For the past decade, the globalism of Central American economies has mostly meant strengthening ties with the United States. But today, with the region’s main trade partner in recession, the vulnerable economies of Central America are looking over the fence of ”America’s backyard” to neighbors farther afield in South America, Europe and Asia.

”For years we have wanted to sustain ourselves based on a model of globalization that was supposed to resolve our problems on its own, but it didn’t prepare our economies to be energy independent, food independent or financially independent,” said Honduran President Mel Zelaya, a born-again leftist who recently signed his country up for Venezuela’s Bolivarian Alternative for the Americas (ALBA), a cooperation agreement among several Latin American countries that adhere to Hugo Chávez’s vision of “21st-century socialism.”


Earlier this month at the Central American presidential summit that focused on the region’s response to the global financial crisis, Zelaya said that the U.S. model of globalism has “only created more underdevelopment and backwardness in our countries.”

Nicaraguan President Daniel Ortega, of Latin America’s old-school left, has called the U.S. crisis ”the funeral of capitalism.” Ortega, also an enthusiastic member of ALBA, has called for ”an alternative model of development” based on solidarity, justice and Latin American integration.

”Just four years ago, this alternative model seemed like a dream, but now it’s becoming a reality,” Ortega said during a recent speech.

As 2009 approaches ominously, the concept of seeking refuge in an alternative model — or at least in alternative markets — is becoming more widely accepted by pragmatists as well as ideologues.

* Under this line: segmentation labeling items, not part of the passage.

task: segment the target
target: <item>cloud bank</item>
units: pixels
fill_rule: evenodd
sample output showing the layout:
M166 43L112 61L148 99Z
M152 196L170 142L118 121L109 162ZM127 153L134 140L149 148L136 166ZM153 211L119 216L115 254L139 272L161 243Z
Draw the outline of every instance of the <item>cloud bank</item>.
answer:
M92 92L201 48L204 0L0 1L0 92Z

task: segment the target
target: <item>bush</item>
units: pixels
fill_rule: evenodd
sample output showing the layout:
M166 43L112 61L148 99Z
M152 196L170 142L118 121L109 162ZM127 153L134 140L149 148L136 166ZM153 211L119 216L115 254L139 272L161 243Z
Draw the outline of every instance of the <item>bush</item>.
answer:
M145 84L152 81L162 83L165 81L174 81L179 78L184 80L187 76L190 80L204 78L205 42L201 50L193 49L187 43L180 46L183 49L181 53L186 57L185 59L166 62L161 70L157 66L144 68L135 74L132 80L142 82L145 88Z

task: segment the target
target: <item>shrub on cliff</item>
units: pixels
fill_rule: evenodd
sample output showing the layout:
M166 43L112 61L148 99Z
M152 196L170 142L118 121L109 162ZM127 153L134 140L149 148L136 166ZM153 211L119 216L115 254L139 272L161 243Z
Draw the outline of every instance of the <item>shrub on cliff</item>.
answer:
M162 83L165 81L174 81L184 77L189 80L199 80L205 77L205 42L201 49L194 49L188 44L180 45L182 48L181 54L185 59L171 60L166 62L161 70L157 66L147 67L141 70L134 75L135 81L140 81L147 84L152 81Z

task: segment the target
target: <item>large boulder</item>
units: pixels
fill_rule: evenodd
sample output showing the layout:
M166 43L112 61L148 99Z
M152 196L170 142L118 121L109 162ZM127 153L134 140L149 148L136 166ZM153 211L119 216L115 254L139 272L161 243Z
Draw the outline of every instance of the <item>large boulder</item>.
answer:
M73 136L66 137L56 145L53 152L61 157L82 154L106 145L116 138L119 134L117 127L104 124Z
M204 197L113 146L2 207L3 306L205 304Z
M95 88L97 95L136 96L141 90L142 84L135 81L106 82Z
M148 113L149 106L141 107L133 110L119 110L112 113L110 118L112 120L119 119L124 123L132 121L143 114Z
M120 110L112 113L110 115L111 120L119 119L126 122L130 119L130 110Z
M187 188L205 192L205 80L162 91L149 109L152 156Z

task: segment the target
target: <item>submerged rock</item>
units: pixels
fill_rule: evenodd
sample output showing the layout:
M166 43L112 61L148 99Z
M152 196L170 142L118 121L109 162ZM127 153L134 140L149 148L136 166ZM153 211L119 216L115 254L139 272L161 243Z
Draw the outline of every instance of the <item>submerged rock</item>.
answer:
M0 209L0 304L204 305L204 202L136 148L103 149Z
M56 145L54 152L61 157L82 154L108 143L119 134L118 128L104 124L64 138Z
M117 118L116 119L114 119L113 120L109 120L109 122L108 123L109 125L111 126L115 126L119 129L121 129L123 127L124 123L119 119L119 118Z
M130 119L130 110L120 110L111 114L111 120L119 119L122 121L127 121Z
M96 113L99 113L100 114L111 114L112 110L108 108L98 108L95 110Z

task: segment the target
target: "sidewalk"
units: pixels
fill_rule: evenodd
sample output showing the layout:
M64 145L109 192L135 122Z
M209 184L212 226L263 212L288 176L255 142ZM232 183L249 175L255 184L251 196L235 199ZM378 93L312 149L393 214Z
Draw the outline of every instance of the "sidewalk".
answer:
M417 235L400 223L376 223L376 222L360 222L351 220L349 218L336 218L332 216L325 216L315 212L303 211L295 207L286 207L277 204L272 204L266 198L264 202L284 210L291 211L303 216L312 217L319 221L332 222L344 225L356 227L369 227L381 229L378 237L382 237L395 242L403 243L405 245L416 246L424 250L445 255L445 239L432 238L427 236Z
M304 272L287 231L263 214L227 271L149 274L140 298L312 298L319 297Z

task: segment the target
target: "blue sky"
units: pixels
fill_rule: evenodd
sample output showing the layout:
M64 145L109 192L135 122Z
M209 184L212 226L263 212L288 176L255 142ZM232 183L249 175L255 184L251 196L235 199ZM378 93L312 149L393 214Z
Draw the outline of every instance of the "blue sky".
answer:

Even Salvadoran President Tony Saca, perhaps the United States’ staunchest defender in Latin America, admits that the status quo of promoting free-trade exports to the United States is about to ”take a severe hit.” Saca is now calling on Central America to shift its focus more toward ”intraregional trade” to offset next year’s expected decline in U.S. consumer demand for Central American exports, such as textiles, meats and computer products.

Money sent home from Central American immigrants working in the United States is also expected to dip next year as more workers get laid off from slumping construction and service industries. A drop in remittances, the main lifeline of foreign income injections in most Central American countries, would provide another major blow to the region, economists warn.


While Nicaragua and Honduras are banking on Chávez’s dwindling oil empire, and El Salvador and Guatemala look closer to home in an attempt to strengthen trade from within Central America, Costa Rica — the region’s most developed economy — is looking across the globe to Asia for answers.

Costa Rican President Oscar Arias surprised the region in June 2007 by making his country the first in Central America to officially recognize China, thereby severing its 60-year-old relationship with Taiwan.

Though Arias, a Nobel Peace Laureate for his work spearheading the Central American peace plan in the 1980s, has drawn heat for his decision to buddy up to China, the Costa Rican government insists it’s only accelerating the inevitable process of recognizing the world’s next superpower.